Kumar et al1 added a new chapter to a decades-long debate about whether observational studies—nonrandomized comparative effectiveness research (CER)—can replace randomized clinical trials (RCTs) to assess the efficacy of therapies. Their work is timely. The 21st Century Cures Act has empowered the US Food and Drug Administration to use real-world evidence beyond controlled trials to support drug approvals.2 Retrospective analyses of observational registries are used to justify a wider range of treatments, including the delivery of radiotherapy and surgery.3 However, a key question remains: when a physician relies on an observational study to make a therapeutic recommendation, how often is that recommendation correct?
To answer this question, Kumar and colleagues1 collected 141 RCTs used in national cancer treatment guidelines that cover 8 tumor types and make recommendations regarding the use of drugs, radiation, and surgical interventions. For each trial, the authors performed their own observational CER study, using the National Cancer Database (NCDB) registry, which captures more than 70% of all US cancer cases with data from more than 1500 contributing sites.4 They created patient cohorts within the NCDB that match RCT study populations with respect to age, diagnosis, and specific therapies. The authors did not limit the number of patients in each NCDB cohort, and the median observational study cohort size was more than 15-fold that of the RCT.
Their findings are discouraging. Propensity-matched hazard ratios for overall survival from CER-based analyses fell outside the 95% CIs of their RCT counterparts 36% of the time (with 64% falling within). Furthermore, observational studies led to a different inference regarding therapeutic efficacy 55% of the time (ie, point estimates that were either in a different direction, nonsignificant in CER vs significant in RCT or significant in CER but nonsignificant in RCT).
The findings of Kumar et al1 differ substantially from 2 studies5,6 published 20 years ago in the New England Journal of Medicine. These analyses investigated clinical questions for which both observational and randomized studies had been published.5,6 Both studies found largely similar results and size of treatment effects between the 2 study designs, and readers of the New England Journal of Medicine received a double-barreled warning against discounting the results of large observational studies purely on the basis of lack of randomization. A larger study in 2001 by Ioannidis and colleagues7 in JAMA also found an association between the results of nonrandomized and randomized studies. However, Ioannidis et al7 found that of the 7 clinical questions (16% of their analysis) for which CER-based odds ratios fell outside the 95% CI of their RCT-based counterparts, RCT-based odds ratios were closer to 1 (suggesting a smaller treatment effect) in all but 1 of the cases.

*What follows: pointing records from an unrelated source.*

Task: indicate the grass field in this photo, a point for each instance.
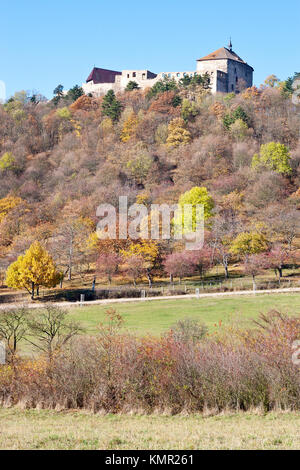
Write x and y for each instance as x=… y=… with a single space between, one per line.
x=33 y=429
x=155 y=317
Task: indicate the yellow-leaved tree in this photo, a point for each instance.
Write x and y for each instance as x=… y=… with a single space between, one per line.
x=177 y=133
x=129 y=127
x=34 y=269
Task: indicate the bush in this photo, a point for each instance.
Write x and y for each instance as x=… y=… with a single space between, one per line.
x=178 y=372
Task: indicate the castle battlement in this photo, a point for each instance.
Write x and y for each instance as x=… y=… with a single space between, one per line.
x=227 y=70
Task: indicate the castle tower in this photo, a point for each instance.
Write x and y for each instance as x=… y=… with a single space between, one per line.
x=229 y=73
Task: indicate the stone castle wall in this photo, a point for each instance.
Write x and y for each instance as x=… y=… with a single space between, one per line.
x=227 y=76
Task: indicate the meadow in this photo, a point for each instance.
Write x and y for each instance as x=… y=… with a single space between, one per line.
x=155 y=317
x=32 y=429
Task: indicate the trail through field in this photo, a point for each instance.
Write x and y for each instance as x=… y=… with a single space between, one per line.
x=147 y=299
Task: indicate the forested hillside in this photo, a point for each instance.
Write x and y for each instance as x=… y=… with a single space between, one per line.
x=60 y=159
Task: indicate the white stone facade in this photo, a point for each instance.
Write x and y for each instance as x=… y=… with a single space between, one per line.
x=228 y=73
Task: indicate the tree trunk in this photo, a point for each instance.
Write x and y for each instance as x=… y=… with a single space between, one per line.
x=149 y=279
x=32 y=291
x=226 y=271
x=254 y=283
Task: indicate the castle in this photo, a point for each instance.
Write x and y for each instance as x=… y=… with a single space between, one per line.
x=227 y=70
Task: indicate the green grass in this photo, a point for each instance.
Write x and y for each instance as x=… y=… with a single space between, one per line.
x=156 y=316
x=32 y=429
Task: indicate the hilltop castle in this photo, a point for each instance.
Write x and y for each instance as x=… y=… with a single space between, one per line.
x=227 y=70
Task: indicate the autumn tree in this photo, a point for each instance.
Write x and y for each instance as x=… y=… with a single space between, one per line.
x=13 y=328
x=148 y=251
x=111 y=107
x=180 y=264
x=107 y=264
x=177 y=133
x=254 y=265
x=50 y=329
x=274 y=156
x=197 y=196
x=129 y=127
x=132 y=85
x=278 y=257
x=249 y=243
x=34 y=269
x=134 y=267
x=7 y=204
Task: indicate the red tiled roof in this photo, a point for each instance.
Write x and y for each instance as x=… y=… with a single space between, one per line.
x=102 y=75
x=223 y=53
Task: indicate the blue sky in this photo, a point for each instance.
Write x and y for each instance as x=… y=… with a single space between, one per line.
x=48 y=42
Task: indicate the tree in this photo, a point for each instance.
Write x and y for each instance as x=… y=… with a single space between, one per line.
x=58 y=94
x=107 y=264
x=274 y=156
x=129 y=128
x=177 y=133
x=196 y=80
x=70 y=245
x=111 y=107
x=75 y=93
x=271 y=81
x=202 y=259
x=7 y=204
x=166 y=103
x=196 y=196
x=278 y=257
x=189 y=110
x=134 y=267
x=132 y=86
x=34 y=269
x=180 y=264
x=254 y=265
x=161 y=86
x=249 y=243
x=238 y=113
x=13 y=327
x=148 y=251
x=7 y=162
x=50 y=330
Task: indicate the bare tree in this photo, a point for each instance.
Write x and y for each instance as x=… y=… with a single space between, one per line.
x=50 y=329
x=13 y=328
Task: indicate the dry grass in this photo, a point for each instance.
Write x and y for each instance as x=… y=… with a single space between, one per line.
x=33 y=429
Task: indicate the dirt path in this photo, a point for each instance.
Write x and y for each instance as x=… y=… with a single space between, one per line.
x=147 y=299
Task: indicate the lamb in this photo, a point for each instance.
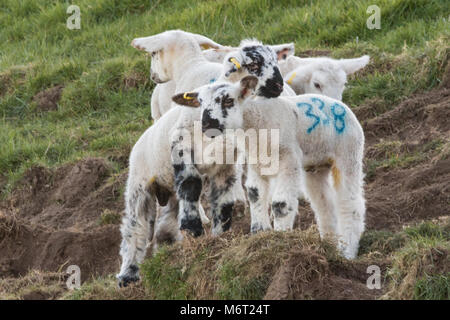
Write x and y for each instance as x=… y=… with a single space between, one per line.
x=161 y=166
x=318 y=134
x=320 y=75
x=161 y=96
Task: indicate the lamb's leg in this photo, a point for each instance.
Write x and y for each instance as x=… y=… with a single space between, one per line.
x=222 y=199
x=166 y=226
x=137 y=229
x=350 y=196
x=257 y=190
x=286 y=190
x=323 y=200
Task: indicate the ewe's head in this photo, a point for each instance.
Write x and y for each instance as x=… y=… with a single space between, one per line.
x=323 y=75
x=253 y=58
x=220 y=104
x=169 y=46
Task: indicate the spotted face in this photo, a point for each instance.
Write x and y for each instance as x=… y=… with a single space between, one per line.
x=220 y=104
x=259 y=61
x=158 y=71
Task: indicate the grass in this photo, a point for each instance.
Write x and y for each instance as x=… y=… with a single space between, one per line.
x=104 y=108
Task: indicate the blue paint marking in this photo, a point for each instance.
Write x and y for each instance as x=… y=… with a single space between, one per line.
x=337 y=110
x=339 y=114
x=308 y=113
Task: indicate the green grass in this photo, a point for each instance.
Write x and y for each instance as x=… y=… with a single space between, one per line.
x=100 y=114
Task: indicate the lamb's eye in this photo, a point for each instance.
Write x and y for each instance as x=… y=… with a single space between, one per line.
x=227 y=102
x=253 y=67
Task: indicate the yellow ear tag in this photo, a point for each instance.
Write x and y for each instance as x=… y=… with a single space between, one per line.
x=185 y=96
x=235 y=62
x=291 y=78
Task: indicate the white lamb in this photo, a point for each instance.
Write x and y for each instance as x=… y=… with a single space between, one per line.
x=318 y=134
x=161 y=97
x=320 y=75
x=161 y=166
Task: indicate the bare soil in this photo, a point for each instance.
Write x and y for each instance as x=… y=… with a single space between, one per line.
x=53 y=218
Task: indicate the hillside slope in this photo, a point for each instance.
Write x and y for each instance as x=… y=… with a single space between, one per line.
x=73 y=103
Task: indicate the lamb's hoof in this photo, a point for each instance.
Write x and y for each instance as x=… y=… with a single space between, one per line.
x=131 y=276
x=193 y=225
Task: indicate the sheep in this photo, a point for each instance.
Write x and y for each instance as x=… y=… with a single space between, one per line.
x=161 y=170
x=318 y=135
x=320 y=75
x=161 y=96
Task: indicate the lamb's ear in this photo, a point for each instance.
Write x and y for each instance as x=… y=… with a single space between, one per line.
x=352 y=65
x=247 y=86
x=231 y=64
x=205 y=42
x=284 y=50
x=188 y=99
x=149 y=44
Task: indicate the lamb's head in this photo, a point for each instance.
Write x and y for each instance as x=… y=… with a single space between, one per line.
x=220 y=103
x=323 y=75
x=256 y=59
x=167 y=46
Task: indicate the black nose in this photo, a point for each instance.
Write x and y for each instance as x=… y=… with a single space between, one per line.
x=210 y=126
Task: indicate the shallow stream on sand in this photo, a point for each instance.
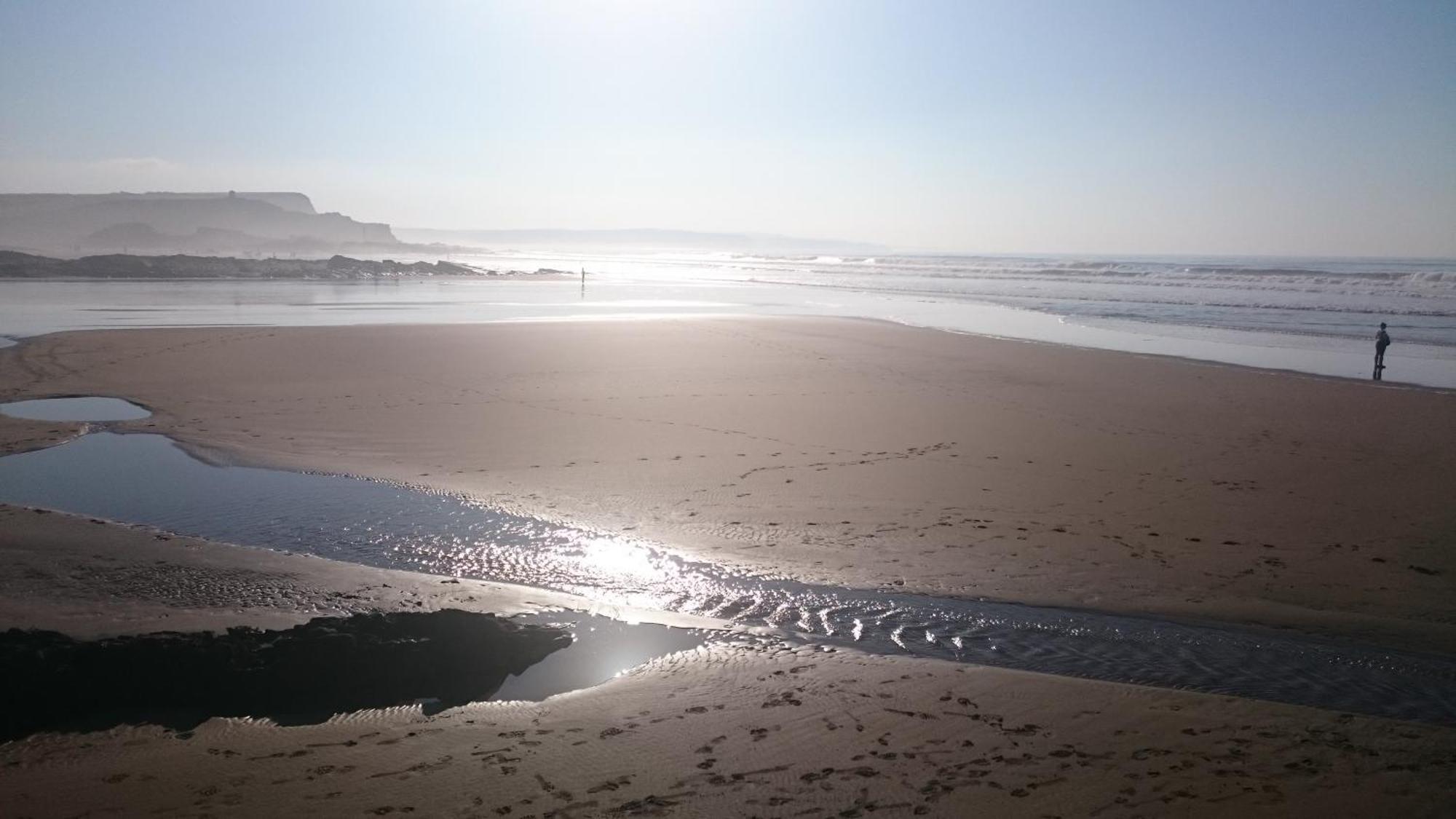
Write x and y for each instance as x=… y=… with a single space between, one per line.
x=148 y=478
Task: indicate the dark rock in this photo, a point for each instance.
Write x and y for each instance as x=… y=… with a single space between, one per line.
x=305 y=673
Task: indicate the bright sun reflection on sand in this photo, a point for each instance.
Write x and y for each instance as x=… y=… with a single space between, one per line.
x=622 y=558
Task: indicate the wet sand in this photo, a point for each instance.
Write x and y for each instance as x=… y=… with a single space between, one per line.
x=841 y=451
x=717 y=732
x=854 y=452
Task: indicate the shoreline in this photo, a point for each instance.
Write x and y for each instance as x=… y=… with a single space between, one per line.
x=510 y=491
x=717 y=730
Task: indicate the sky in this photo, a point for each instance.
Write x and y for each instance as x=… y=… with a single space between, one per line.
x=1065 y=127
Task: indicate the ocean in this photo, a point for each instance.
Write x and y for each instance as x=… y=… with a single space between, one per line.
x=1311 y=315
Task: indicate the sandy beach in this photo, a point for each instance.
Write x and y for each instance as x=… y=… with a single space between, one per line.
x=726 y=730
x=854 y=452
x=850 y=452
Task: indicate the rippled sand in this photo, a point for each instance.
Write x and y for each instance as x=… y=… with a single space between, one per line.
x=721 y=730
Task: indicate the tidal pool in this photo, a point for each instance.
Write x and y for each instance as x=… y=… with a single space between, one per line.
x=146 y=478
x=79 y=408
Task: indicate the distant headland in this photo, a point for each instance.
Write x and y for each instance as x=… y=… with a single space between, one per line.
x=209 y=223
x=181 y=266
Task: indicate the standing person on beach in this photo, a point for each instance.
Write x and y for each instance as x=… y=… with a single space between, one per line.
x=1382 y=340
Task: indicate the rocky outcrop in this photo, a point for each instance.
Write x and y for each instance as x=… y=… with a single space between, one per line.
x=228 y=222
x=127 y=266
x=305 y=673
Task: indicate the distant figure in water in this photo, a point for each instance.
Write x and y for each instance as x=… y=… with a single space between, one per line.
x=1382 y=340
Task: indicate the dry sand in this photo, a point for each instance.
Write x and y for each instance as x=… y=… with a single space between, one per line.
x=852 y=452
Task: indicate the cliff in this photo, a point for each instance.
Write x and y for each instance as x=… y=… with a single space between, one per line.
x=229 y=222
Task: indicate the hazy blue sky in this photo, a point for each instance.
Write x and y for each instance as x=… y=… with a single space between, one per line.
x=1266 y=127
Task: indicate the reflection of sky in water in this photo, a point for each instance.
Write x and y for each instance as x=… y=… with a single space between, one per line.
x=84 y=408
x=388 y=525
x=1283 y=321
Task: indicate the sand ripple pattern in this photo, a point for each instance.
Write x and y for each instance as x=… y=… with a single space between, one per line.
x=395 y=526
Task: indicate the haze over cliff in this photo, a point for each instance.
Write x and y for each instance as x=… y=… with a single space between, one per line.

More recently, Soni et al8 analyzed matched observational CER-RCT pairs within oncology. One notable difference was that Soni et al8 looked for studies where both observational and randomized trials were published for the same clinical question. Only 62% of CER-based studies demonstrated overall survival hazard ratios within the 95% CI of corresponding RCTs, a proportion similar to that found by Kumar et al.1 Of 350 CER-RCT pairs analyzed by Soni et al,8 only 40% showed concordance with regard to the presence or absence of statistical significance between arms. However, Soni et al8 acknowledge that only a minority of the observational studies in their analysis used propensity-score matching or instrumental variables to adjust for possible confounders.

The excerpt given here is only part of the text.